Amoxicillin in pediatric practice – so, the obvious disadvantage of aminopenicillins is their complete vulnerability to any β-lactamases. Currently, aminopenicillins have lost their importance in the treatment of many infections, in particular, caused by staphylococci and bacteria of the intestinal family, due to the formation of resistance in pathogens, primarily as a result of the production of beta-lactamases, which leads to enzymatic inactivation of antibiotics. Also of fundamental importance for clinical practice is the increase in the proportion of β-lactamase-producing strains of Haemophilus influenzae in recent years.
Amoxicillin in pediatric practice
An effective method of overcoming bacterial resistance caused by the production of β-lactamases is the use of a combination of antibiotics with β-lactamase inhibitors — salts of clavulanic acid, sulbactam, tazobactam, etc. Inhibitors by chemical structure are also beta-lactams, which do not have their own antimicrobial activity (or have limited activity), but neutralize bacterial enzymes by “self-sacrifice”, thus protecting the antibiotic from hydrolysis. The use of a combination of penicillins or cephalosporins with an inhibitor leads to the restoration of antibiotic activity against many strains of bacteria with secondary resistance due to the production of β-lactamases: methicillin-sensitive staphylococci, H. influenzae, Moraxella (M.) catarrhalis, many intestinal bacteria, etc. But, in addition, the combination of amoxicillin with clavulanic acid has activity against a number of gram-negative microorganisms with natural resistance to aminopenicillins (due to stable production of β-lactamases): Klebsiella spp., Bacteroides spp. and some others. Both components of Co-amoxiclave create high concentrations in many organs and tissues where the bactericidal effect of the drug is realized.

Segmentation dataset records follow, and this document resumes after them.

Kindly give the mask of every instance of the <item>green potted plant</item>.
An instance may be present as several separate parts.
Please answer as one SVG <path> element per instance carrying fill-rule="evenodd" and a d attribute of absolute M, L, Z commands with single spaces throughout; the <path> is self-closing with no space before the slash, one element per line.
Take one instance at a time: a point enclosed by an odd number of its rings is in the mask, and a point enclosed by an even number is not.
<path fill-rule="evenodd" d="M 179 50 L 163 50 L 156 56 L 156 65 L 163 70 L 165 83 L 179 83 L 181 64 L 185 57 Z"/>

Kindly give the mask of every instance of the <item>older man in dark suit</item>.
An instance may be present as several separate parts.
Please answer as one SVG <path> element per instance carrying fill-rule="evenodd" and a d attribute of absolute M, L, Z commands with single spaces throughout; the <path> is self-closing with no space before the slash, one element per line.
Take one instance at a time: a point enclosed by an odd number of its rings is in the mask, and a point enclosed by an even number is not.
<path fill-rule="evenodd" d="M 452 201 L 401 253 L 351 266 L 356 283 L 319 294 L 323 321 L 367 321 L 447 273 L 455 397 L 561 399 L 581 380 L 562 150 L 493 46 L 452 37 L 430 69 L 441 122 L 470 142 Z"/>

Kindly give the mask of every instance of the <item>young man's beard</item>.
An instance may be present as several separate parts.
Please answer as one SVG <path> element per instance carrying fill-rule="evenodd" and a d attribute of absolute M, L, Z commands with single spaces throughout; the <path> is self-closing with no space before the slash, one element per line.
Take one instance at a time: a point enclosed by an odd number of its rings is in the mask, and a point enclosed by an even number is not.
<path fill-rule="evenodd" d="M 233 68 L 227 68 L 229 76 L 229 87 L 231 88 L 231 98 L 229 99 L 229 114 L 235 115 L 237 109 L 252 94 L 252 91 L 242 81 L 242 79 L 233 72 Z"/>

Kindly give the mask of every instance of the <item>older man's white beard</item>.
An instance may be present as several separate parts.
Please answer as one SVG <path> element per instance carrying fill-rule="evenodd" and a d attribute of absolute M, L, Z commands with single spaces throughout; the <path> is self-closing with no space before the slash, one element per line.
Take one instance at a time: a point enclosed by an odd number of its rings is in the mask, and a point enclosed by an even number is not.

Due to the steady increase in the number of resistant strains of bacterial pathogens, the structure of prescribed antibiotics has been changing in recent years. A pharmacoepidemiological study conducted in the USA is indicative, in which the use of antibiotics in outpatient settings for respiratory infections in 1995-1996 and 2005-2006 was compared. The total number of prescriptions of antibacterial drugs has decreased over 10 years, which is obviously due to the introduction of universal vaccination against pneumococcal infection for young children. In particular, the frequency of penicillin prescribing as a whole decreased by 31%.
But if amoxicillin was prescribed significantly less often (by 33%), then Co-amoxiclav — a little more often (by 14%). In France, amoxicillin/clavulanate was prescribed in children’s emergency departments in 2005-2009 in 50% of the total number of cases of antibiotic prescribing for respiratory infection. Analysis of data on the use of antibiotics in outpatient settings in 33 European countries showed that over 13 years (1997-2009), the frequency of Co-amoxiclave use in most countries increased — on average by more than 2 times. Pharmacoepidemiological studies conducted in recent years in Canada also indicate an increase in the use of inhibitor-protected penicillins, primarily Co-amoxiclav.